The best works of fiction are often about much more than their ostensible subjects. Novels like The Natural by Bernard Malamud and The Art of Fielding by Chad Harbach may be set among ballplayers, but the richness of these works lies in their nuanced depictions of ambition and despair. Gish Jen’s The Resisters and Emily Nemens’ The Cactus League have very different perspectives, but they both deal with insecurity: about work, aging, and, especially in the first book, life. 

The more experimental of the two, The Resisters is a dystopian work set in the near future, and it uses baseball to comment on the ease with which totalitarianism can overtake a country. America is now AutoAmerica. The populace is divided into the “angel-fair” Netted—whose job is to produce—and “copper-toned” Surplus, lesser folk whose job is to consume. Among the latter are Grant, the book’s narrator; his wife, Eleanor; and their only child, Gwen.

Eleanor’s work as a lawyer got her in trouble with the AI-run surveillance state known as Aunt Nettie. She has recently returned from jail, but she risks further incarceration by taking a case against the government’s use of a winnowing agent, put into foods to weaken the Surplus. But the government is mainly interested in Gwen, a pitching prodigy so talented that, as a baby, she hit the same spot on the wall every time she threw stuffed animals out of her crib. 

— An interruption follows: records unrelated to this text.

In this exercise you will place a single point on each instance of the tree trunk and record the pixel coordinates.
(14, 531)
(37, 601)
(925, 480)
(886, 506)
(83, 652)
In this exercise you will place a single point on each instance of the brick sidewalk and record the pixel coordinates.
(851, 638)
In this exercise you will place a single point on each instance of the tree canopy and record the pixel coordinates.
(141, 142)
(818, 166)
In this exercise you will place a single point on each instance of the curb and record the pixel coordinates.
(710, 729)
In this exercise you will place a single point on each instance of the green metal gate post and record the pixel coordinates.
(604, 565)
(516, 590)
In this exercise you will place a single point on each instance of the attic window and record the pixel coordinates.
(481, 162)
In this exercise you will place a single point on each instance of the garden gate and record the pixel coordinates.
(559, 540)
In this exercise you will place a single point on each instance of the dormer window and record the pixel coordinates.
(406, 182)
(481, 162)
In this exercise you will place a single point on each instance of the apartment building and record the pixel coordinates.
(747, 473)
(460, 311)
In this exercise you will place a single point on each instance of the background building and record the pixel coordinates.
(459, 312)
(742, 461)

Motivated by plans to build a TeamAmerica that can defeat ChinRussia in the Olympics, Aunt Nettie’s scheme to recruit Gwen from the Surplus’ underground league gives the book its considerable tension. Detailed world building slows the story down, but The Resisters is still a chilling critique of capitalism and a warning about how governments can exploit inequality for nefarious means.

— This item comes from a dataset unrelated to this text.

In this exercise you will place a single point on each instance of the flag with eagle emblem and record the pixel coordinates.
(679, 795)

Insecurity is also a driving force behind The Cactus League by Paris Review editor Nemens. A more conventional work, this book’s linked stories revolve around Jason Goodyear, two-time MVP for the Los Angeles Lions, as his team arrives at its new spring training park in Scottsdale, Arizona.

Goodyear’s narrative role, however, is more utility player than star. He appears only peripherally in these stories, most of which focus on the people around him. Among them are young players wondering if they’ll make the opening-day roster, veterans fretting that they’re past their prime, middle-aged women trying to seduce young players, even elderly organists scrounging for gigs. Nemens breaks up these stories with musings from a sportswriter keen to get the scoop on the clean-cut, enigmatic Goodyear. 

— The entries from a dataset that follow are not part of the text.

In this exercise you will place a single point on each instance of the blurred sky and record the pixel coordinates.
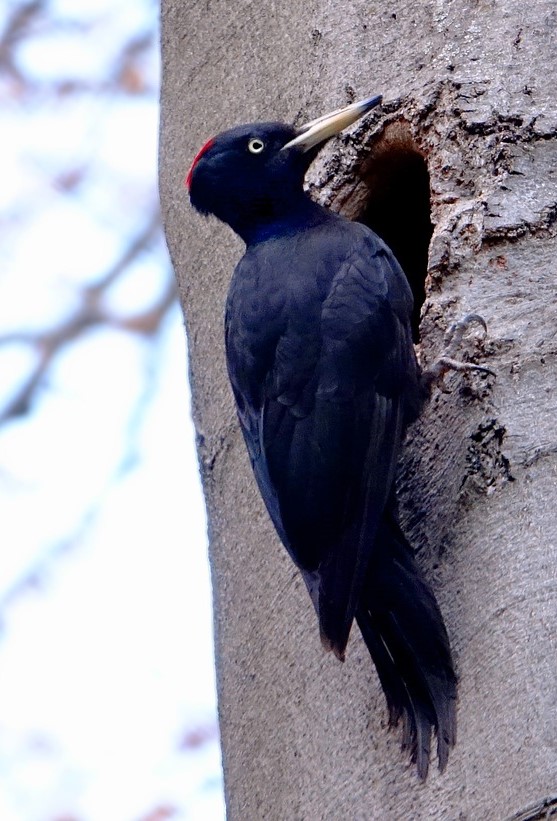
(107, 702)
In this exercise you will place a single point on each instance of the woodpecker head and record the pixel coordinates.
(255, 172)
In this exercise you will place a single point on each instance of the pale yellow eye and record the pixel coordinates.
(255, 145)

The device of the sportswriter as a sort of one-person Greek chorus is unnecessary. More compelling are the stories themselves, which culminate in a depiction of Goodyear in apparent decline, dealing with a divorce and reduced to living alone in a cinder-block building on the stadium grounds. 

In Summer of ’49, David Halberstam wrote that young boys who dreamed of baseball careers were enthralled by the “binding national myth” of the game. As The Resisters and The Cactus League demonstrate, the myth endures, but what a fragile fantasy it can be.